Set in backcountry and wilderness terrain, Aspire organizes single- and multi-day co-ed adventures. With outfitter orientation, the team can take runners into national parks like Yosemite, Mt. Rainier, and the North Cascades. “Unlike camps that focus on running instruction, Aspire trips combine the practice of running with a connection to the flora, fauna, geology and cultural histories and conservation movements that have protected the landscapes that inspire their trips,” says founder Abram Dickerson. “One of the most refreshing aspects of the experience is our ‘ego free’ attitude. We want runners to have a personally meaningful wilderness experience, not based on how far or how fast you run.”

FIRST Adult Running and Learning Retreat

For the runner who wants to understand the science of their sport, there’s the Furman Institute of Running and Scientific Training Adult Running Camp (FIRST) in Greenville, SC. Held twice each summer, these popular running camps, founded in 2007, are designed for runners who “want to optimize their training, maximize their running performance, and minimize injuries.”

FIRST sets itself apart by spending a good chunk of campers’ time on education in addition to running. Participants receive testing to determine their VO2max, body composition, lactate profile, and a gait analysis. They also learn about the FIRST training program, nutrition, and strength training. One key run is planned for each day.

FIRST Adult Running and Learning Retreat participants on the track preparing for a running workout
FIRST Adult Running and Learning Retreat participants on the track preparing for a running workoutPhoto credit: Scott Murr

Active at Altitude

The elites train at altitude, so why not you? That’s the philosophy of the Active at Altitude Camp, one of the female-only getaways that Harder experienced. Offering two levels — one for those who can run a 10k distance at a 10-minute pace, and a second for more advanced runners — the camps are set in Estes Park, CO, at a range of altitudes up to 12,000 feet. Runners participate in guided trail runs, speed work or hill work, hiking, a video review of running technique, and a focus on goal setting, among other things.

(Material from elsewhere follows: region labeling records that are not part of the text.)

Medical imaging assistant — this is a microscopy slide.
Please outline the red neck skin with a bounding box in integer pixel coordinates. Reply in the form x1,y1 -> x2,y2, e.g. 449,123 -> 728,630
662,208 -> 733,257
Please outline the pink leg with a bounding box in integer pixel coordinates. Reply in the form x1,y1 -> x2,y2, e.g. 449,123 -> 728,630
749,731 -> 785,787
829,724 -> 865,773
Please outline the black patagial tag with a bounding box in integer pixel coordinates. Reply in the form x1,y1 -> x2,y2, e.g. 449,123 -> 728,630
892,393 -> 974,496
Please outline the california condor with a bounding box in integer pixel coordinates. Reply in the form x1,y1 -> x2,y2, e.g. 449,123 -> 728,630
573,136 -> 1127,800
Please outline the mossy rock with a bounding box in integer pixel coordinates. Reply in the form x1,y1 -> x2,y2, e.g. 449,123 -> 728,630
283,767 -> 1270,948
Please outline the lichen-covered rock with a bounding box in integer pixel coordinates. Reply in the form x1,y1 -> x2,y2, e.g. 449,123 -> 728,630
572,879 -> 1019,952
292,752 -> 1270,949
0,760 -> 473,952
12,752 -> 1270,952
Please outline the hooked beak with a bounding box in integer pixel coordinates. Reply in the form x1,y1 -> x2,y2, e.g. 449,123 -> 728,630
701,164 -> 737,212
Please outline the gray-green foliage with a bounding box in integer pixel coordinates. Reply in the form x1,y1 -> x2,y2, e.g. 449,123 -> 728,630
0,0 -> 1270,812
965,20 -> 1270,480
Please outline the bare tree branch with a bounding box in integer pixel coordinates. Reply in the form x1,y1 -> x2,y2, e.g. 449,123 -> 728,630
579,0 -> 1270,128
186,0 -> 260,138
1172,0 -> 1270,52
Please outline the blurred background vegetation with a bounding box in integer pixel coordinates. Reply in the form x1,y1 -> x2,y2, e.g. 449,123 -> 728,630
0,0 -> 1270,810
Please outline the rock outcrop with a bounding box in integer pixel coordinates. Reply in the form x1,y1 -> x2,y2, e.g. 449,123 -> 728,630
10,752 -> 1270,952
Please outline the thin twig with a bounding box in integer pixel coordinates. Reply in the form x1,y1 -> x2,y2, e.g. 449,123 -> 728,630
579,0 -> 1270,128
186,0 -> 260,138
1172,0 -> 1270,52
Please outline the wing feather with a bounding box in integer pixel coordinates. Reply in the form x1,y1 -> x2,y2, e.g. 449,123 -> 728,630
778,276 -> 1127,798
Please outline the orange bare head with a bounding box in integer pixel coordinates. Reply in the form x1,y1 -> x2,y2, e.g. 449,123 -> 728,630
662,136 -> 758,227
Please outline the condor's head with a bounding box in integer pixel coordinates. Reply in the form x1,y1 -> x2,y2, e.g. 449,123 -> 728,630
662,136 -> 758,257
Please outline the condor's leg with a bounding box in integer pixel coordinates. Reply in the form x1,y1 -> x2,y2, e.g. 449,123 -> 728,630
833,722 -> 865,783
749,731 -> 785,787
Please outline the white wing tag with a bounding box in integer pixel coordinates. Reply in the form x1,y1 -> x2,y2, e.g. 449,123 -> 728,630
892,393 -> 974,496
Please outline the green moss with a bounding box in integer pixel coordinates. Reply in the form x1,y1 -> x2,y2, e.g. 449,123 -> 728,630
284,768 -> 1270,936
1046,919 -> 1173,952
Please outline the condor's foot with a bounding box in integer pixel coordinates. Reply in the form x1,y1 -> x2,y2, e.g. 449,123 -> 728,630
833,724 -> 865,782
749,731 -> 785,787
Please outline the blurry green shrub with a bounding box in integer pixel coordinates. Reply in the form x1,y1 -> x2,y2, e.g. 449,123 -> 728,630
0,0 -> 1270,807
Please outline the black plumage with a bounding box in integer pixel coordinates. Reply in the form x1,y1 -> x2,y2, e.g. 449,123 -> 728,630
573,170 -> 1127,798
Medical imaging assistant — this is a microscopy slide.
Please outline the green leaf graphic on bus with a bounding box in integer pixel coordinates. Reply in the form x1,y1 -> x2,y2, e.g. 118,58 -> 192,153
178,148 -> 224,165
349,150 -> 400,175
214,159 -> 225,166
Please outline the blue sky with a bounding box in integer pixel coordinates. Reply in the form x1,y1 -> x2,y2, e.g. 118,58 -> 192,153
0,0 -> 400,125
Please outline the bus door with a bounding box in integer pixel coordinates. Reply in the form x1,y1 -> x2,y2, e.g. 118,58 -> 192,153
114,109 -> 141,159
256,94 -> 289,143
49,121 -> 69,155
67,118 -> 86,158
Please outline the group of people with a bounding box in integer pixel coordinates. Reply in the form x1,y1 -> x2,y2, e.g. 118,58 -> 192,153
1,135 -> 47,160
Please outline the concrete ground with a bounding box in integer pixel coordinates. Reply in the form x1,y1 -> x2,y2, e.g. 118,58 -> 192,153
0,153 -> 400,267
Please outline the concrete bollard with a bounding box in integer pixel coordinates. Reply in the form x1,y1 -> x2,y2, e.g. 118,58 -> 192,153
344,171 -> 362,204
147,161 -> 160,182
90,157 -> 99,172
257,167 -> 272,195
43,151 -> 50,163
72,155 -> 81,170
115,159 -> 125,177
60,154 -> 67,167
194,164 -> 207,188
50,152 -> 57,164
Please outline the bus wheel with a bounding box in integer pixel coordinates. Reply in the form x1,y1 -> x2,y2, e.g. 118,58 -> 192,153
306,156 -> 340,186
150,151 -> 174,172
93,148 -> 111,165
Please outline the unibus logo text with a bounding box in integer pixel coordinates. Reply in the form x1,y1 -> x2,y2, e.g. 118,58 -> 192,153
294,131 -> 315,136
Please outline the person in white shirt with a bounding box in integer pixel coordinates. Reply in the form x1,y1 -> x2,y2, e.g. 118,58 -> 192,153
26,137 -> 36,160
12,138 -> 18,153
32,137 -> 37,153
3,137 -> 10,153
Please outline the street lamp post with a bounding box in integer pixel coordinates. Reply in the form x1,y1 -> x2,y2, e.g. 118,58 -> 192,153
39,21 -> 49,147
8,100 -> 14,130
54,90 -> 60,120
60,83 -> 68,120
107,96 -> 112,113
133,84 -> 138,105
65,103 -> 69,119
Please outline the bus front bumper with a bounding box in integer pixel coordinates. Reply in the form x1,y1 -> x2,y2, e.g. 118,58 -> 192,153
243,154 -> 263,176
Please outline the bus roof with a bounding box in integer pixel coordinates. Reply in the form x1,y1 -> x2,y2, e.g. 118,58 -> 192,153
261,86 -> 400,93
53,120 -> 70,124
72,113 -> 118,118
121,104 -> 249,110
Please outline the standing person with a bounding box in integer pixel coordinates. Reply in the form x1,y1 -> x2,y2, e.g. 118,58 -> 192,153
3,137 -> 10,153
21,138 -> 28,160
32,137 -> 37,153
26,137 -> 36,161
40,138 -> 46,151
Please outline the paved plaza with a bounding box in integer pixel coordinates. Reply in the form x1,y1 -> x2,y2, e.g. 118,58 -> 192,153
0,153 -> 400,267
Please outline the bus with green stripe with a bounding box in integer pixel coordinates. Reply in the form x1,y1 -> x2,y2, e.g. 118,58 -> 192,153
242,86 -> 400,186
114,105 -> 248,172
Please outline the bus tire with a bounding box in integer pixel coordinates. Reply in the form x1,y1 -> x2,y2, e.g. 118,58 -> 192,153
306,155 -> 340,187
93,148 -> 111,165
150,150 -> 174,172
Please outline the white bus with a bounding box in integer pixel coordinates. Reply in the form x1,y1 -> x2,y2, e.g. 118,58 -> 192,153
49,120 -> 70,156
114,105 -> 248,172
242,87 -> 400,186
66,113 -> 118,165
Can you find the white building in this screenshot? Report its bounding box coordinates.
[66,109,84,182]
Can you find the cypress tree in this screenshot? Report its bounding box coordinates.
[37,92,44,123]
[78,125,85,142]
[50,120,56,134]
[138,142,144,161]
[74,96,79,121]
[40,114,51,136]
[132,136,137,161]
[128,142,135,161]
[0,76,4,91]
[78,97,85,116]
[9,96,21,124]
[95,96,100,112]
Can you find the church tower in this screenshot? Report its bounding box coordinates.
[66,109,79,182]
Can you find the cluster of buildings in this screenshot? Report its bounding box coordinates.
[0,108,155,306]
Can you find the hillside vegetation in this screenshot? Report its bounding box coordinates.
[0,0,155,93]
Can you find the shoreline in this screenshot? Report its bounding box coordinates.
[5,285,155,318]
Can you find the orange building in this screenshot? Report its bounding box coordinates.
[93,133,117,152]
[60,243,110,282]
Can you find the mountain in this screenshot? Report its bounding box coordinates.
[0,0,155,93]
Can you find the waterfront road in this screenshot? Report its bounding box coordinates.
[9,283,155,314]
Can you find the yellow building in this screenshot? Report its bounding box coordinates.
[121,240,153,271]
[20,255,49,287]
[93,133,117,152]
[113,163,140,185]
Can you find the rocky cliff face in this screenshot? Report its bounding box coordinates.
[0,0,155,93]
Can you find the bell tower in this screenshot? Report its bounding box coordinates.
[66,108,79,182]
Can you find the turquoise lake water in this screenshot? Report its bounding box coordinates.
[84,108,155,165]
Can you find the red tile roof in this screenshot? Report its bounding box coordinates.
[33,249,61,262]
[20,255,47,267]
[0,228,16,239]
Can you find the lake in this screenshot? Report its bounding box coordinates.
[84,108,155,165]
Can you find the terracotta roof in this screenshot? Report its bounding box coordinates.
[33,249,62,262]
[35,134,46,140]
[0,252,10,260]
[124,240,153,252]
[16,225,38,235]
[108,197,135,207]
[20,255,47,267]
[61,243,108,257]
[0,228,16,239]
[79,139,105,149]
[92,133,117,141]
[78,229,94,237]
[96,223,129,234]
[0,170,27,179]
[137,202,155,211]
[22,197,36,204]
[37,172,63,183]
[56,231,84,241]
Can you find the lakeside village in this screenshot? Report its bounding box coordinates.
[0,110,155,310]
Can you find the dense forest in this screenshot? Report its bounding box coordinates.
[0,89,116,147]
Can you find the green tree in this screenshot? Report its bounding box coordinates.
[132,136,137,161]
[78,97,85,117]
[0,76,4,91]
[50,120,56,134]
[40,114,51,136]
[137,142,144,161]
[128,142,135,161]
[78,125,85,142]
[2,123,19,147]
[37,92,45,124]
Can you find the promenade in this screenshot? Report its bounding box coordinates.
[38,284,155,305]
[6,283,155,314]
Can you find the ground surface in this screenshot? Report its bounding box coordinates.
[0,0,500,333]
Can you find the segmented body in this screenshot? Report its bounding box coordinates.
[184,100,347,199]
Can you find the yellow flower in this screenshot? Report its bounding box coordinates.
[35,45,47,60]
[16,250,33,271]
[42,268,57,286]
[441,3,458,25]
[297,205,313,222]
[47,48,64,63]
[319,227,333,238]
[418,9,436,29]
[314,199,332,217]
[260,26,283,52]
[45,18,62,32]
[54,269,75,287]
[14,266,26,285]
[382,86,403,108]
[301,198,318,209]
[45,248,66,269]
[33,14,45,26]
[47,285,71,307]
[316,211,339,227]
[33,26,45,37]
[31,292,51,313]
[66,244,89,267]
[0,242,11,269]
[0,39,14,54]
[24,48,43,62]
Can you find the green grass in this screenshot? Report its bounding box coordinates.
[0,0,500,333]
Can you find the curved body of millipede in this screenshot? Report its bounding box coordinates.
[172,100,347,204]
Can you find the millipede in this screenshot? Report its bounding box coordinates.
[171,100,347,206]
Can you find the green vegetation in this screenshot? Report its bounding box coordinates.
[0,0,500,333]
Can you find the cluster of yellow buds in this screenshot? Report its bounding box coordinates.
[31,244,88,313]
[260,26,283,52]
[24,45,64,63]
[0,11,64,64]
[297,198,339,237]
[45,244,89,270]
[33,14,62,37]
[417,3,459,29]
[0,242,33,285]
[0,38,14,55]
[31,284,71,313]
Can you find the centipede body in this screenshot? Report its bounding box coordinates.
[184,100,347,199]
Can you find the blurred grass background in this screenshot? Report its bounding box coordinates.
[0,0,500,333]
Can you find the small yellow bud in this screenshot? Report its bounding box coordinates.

The camps take place three times each summer and are limited to 10 runners each. Occasional guest elite athletes join in and the camp director is Terry Chiplin, a long-time fitness and life coach.

Active at Altitude campers after a run
Active at Altitude campers after a runCourtesy of Active at Altitude

As to Harder: she’s hooked. “I don’t have any running camps scheduled right now,” she says, “but I’m looking into one in the Alps for the future.”